Un jeune homme de vingt ans passait à cheval dans une petite vallée du Soissonnais, coupée de prairies, de bois et d'étangs, dominée par une montagne où s'agitaient et babillaient trois ou quatre moulins à vent. Le soleil disait adieu aux flèches aiguës de l'église; l'Angélus ne sonnait pas comme dans les romans, parce que le maître d'école arrosait son jardinet bordé de buis, où fleurissait sur la même ligne la ciboule et le dahlia. On entendait le cri argentin du crapaud, ce doux poëte des marais. Le coucou et le merle, qui avaient déjà fait leur lit sur la ramure, ne se répondaient plus qu'à de longs intervalles.

Ce jeune homme allait je ne sais où, ni lui non plus. Le cheval, tout enivré par la verte et savoureuse odeur de la luzerne fauchée, était léger comme la jeunesse; il effleurait l'herbe et dévorait l'espace. Le cavalier allait plus vite encore; il voyageait à bride abattue dans le monde idéal qui vous ouvre à vingt ans ses portes d'or et d'azur. D'où venait-il? du collège. Il n'avait pas vécu de la vie jusque-là. Il n'avait connu que les Grecs et les Romains. L'étude avait chastement veillé en sentinelle sur son coeur, comme la vestale antique dans le temple de Junon.

Il allait vivre, enfin! La passion viendrait bientôt à lui tout échevelée avec ses fureurs divines, ses étreintes de flamme. Il avait appris à lire, mais il avait à peine entr'ouvert ce livre sacré, ce livre infernal où Dieu et Satan ont écrit leurs poëmes. Comme il ne croyait qu'à Dieu, il entr'ouvrait le livre avec confiance.
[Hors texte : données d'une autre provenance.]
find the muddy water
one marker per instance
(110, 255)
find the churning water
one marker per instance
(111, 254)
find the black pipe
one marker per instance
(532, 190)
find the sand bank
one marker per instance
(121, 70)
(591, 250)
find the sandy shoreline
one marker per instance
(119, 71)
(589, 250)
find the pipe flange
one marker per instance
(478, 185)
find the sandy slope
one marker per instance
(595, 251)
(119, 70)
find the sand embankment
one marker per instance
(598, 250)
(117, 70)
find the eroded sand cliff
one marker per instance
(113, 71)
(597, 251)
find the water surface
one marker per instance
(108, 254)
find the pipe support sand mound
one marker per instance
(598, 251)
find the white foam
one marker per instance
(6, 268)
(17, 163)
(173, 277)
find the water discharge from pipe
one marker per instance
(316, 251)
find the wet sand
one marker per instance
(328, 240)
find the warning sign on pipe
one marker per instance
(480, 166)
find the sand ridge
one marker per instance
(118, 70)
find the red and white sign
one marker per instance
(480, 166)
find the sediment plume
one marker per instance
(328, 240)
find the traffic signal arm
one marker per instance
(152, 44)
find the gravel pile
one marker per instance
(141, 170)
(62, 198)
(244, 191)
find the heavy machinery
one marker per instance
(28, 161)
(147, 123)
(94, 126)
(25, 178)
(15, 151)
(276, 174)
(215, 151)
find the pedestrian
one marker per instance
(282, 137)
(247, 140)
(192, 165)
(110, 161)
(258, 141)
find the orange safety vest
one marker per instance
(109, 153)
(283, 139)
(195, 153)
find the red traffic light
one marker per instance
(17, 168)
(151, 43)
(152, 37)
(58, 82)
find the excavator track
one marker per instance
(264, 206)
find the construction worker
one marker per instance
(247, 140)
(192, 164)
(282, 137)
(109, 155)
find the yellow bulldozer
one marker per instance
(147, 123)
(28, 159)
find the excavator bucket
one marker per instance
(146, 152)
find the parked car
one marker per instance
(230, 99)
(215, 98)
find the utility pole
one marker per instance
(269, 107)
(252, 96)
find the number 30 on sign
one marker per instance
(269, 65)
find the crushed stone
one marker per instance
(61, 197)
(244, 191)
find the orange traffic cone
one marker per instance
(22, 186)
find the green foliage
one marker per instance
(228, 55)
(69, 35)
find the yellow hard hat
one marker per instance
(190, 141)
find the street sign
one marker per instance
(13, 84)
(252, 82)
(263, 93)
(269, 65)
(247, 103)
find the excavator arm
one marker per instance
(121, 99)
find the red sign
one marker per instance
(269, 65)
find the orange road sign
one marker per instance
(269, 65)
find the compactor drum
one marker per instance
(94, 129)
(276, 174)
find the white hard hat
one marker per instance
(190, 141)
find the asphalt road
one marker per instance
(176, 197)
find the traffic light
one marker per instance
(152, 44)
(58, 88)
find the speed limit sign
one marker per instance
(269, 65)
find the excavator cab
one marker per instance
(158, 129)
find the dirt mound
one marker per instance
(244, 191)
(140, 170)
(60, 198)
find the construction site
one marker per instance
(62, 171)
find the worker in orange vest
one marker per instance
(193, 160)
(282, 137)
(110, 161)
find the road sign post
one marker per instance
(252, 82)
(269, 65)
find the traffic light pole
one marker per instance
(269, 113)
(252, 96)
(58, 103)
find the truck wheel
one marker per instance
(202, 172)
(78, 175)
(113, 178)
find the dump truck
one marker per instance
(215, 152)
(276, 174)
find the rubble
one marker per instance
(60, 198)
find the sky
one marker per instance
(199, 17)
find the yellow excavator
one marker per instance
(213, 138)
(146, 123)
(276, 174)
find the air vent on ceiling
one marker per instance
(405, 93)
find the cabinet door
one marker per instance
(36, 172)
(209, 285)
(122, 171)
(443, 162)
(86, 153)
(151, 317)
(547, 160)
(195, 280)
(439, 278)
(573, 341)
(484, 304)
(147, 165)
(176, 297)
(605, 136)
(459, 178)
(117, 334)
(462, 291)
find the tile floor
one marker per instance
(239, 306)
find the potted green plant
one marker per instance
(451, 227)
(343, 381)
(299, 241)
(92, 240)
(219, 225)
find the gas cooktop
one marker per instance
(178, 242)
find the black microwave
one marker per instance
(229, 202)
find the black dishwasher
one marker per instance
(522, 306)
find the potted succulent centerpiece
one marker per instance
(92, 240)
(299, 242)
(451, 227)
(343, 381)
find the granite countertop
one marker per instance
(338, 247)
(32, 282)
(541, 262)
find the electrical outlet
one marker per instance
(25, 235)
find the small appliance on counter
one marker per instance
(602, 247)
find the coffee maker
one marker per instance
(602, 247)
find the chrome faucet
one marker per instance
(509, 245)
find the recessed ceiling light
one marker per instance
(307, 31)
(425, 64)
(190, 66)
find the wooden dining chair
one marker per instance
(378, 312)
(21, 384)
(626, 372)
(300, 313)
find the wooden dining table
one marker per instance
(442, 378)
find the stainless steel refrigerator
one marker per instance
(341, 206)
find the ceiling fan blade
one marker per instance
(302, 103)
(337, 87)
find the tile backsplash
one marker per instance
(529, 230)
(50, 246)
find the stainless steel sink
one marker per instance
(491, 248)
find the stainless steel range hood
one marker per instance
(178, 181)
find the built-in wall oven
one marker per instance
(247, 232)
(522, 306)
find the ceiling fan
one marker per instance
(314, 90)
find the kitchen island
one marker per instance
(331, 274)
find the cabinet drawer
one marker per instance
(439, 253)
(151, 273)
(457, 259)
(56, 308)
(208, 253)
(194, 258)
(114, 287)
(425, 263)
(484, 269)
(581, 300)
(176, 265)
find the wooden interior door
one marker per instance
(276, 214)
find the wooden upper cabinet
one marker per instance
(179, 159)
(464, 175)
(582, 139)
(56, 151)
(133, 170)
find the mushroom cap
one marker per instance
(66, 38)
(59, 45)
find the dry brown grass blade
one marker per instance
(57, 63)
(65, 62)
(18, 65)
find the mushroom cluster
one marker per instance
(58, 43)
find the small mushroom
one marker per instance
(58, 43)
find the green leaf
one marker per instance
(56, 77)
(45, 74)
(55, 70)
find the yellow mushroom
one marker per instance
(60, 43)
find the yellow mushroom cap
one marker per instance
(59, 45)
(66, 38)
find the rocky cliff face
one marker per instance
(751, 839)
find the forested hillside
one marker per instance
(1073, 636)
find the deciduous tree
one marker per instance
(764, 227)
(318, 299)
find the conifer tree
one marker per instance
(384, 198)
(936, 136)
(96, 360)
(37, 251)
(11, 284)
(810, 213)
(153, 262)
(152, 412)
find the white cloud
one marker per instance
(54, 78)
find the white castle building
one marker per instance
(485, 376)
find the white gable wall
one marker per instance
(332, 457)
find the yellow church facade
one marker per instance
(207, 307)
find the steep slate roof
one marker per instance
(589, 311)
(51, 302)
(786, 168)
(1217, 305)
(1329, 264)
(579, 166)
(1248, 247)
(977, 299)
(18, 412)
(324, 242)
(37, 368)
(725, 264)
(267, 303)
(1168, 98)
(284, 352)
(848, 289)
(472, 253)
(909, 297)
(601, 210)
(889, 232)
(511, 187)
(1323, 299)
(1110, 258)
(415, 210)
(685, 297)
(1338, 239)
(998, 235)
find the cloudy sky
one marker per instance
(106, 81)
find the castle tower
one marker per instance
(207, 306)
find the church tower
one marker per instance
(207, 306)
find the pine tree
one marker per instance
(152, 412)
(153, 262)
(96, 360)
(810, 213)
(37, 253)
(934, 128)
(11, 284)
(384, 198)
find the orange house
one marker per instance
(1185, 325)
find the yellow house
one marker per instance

Il entrait dans la vie avec la pieuse ferveur d'un chrétien qui franchit le seuil d'une église en songeant que là du moins, sous les regards des anges, des vierges et des saints qui sourient dans les vitraux ou dans les cadres, il est à l'abri des méchants.

Georges du Quesnoy,—c'est son nom,—était fils d'un magistrat, frappé dans sa carrière par 1848, un galant homme qui avait eu le tort de mettre un peu de politique dans la balance de la justice. Il avait trois enfants, deux fils et une fille. Sa fortune était des plus médiocres. Il vivait dans le Soissonnais, très-retiré du monde, du produit d'une ferme qui ne devait guère donner que 100,000 francs à chacun de ses enfants. La fille était mariée à un procureur impérial; le fils aîné, depuis un an sorti du collège, ne voulait rien faire, sous prétexte qu'il faisait des vers; le plus jeune se disait bon à tout: au journalisme, à la diplomatie, à l'épée, à la robe. Aussi il y avait tout à parier contre un que Georges du Quesnoy n'arriverait à rien.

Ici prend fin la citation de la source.